Mantispa styriaca, the Styrian praying lacewing, is a species of predatory mantidfly native to Europe. It is a yellow-brown insect as an adult and has multiple larval stages.

==Description==
The adult Styrian praying lacewing is a yellow-brown color with transparent wings that have a wingspan of 35 mm. The species can be found in southern and central Europe. Its forelegs are similar to those of the praying mantis, with the ability to seize living prey.

==Biology==
The larva emerges from reddish eggs after 21 days and then hibernates through the winter. In the spring, the larva searches for a female wolf or fishing spider, of the genera Lycosa and Dolomedes, in order to bore its way into the cocoon that the spider carries on its abdomen, by biting a slit open. It is carnivorous in its first stage, as shown by dead spiders being found around it. Before the larva molts, it resembles a dipluran of genus Campodea. After the larva's first molt, the species has short legs that it cannot use, a small head, has jaws that extend straight out, and has pointed antennae that extend beyond the jaws.

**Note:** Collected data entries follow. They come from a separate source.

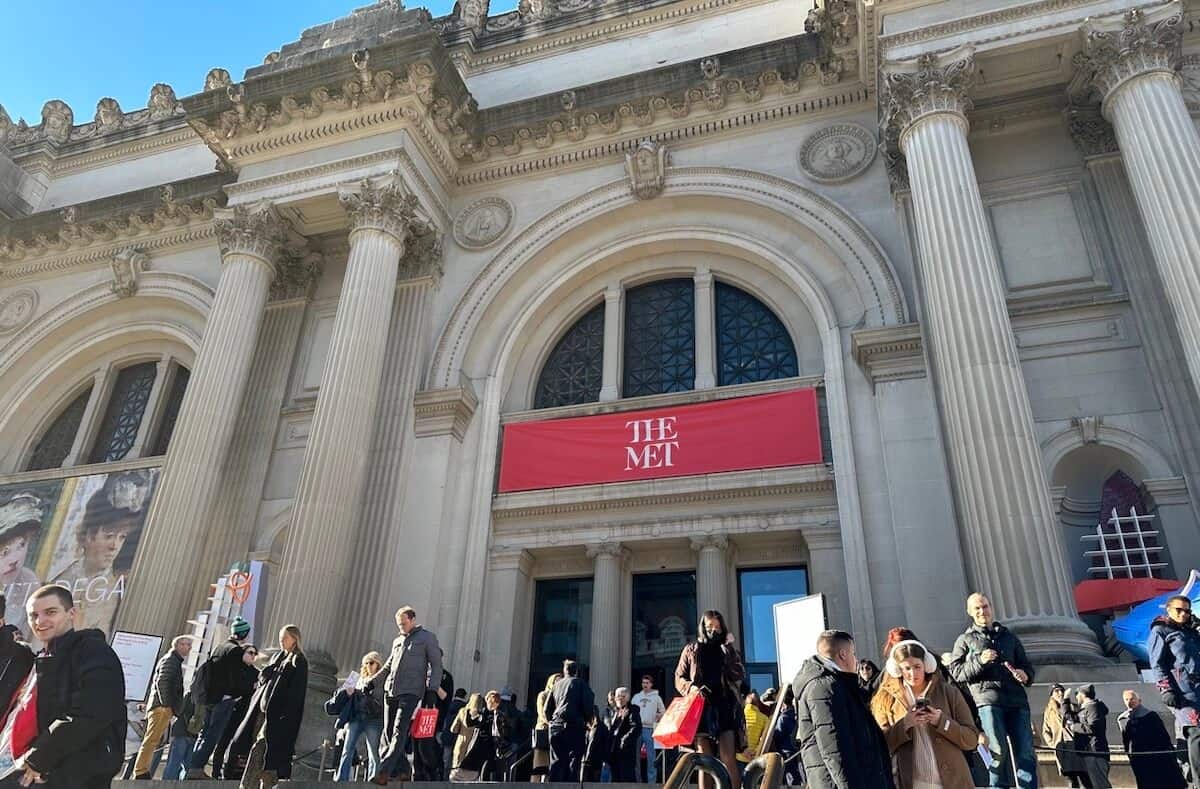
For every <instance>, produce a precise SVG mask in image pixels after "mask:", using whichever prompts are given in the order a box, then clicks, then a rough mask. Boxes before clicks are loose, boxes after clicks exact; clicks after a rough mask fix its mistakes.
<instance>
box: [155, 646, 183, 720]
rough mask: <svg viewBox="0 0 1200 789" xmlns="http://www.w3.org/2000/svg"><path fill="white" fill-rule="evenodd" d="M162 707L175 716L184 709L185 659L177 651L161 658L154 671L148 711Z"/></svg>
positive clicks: (175, 651)
mask: <svg viewBox="0 0 1200 789" xmlns="http://www.w3.org/2000/svg"><path fill="white" fill-rule="evenodd" d="M160 706H164V707H167V709H169V710H170V711H172V713H173V715H179V712H180V710H182V709H184V658H182V656H180V654H179V652H176V651H175V650H170V651H168V652H167V654H166V655H163V656H162V657H160V658H158V665H156V667H155V670H154V686H152V687H151V688H150V704H149V705H148V709H150V710H154V709H156V707H160Z"/></svg>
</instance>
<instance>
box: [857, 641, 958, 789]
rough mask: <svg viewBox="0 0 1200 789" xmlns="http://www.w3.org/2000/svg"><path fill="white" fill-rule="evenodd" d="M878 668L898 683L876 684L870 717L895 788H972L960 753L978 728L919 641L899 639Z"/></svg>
mask: <svg viewBox="0 0 1200 789" xmlns="http://www.w3.org/2000/svg"><path fill="white" fill-rule="evenodd" d="M883 670H884V671H886V673H887V674H888V676H892V677H894V679H896V680H899V681H898V682H886V683H884V685H882V686H881V687H880V689H878V691H877V692H876V694H875V698H874V699H872V701H871V715H874V716H875V721H876V722H877V723H878V724H880V728H881V729H882V730H883V739H884V740H886V741H887V743H888V751H889V752H890V753H892V758H893V760H894V763H895V775H896V779H898V787H896V789H924V788H930V787H942V788H943V789H972V787H974V781H973V779H972V778H971V769H970V766H968V765H967V760H966V758H965V757H964V755H962V752H964V751H966V749H968V748H973V747H974V746H976V741H977V740H978V737H979V730H978V729H977V728H976V727H974V721H973V719H972V716H971V707H970V706H968V705H967V703H966V699H964V698H962V694H961V693H959V689H958V688H956V687H954V685H952V683H949V682H946V681H943V680H942V677H941V675H940V674H938V671H937V658H935V657H934V654H932V652H931V651H929V650H928V649H925V645H924V644H922V643H920V642H914V640H906V642H900V643H899V644H896V645H895V646H893V648H892V655H890V656H889V657H888V661H887V663H886V665H884V668H883Z"/></svg>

Once the larva starts metamorphosis, it pupates by spinning a cocoon inside the spider's egg sac, in which it stays up to 14 days before its final molting. Pupation happens in the middle of June. It is a nymph after emerging from the cocoon, not yet in its adult form. Once it enters the adult stage, the species hunt for prey by using fast strikes of their forelegs that can take less than 60 ms. Its hunting style is similar to that of the praying mantis.

Friedrich Moritz Brauer, an Austrian entomologist, discovered the first instar on vegetation in 1852. It was not until 17 years later that he discovered the other instars within spider egg sacs.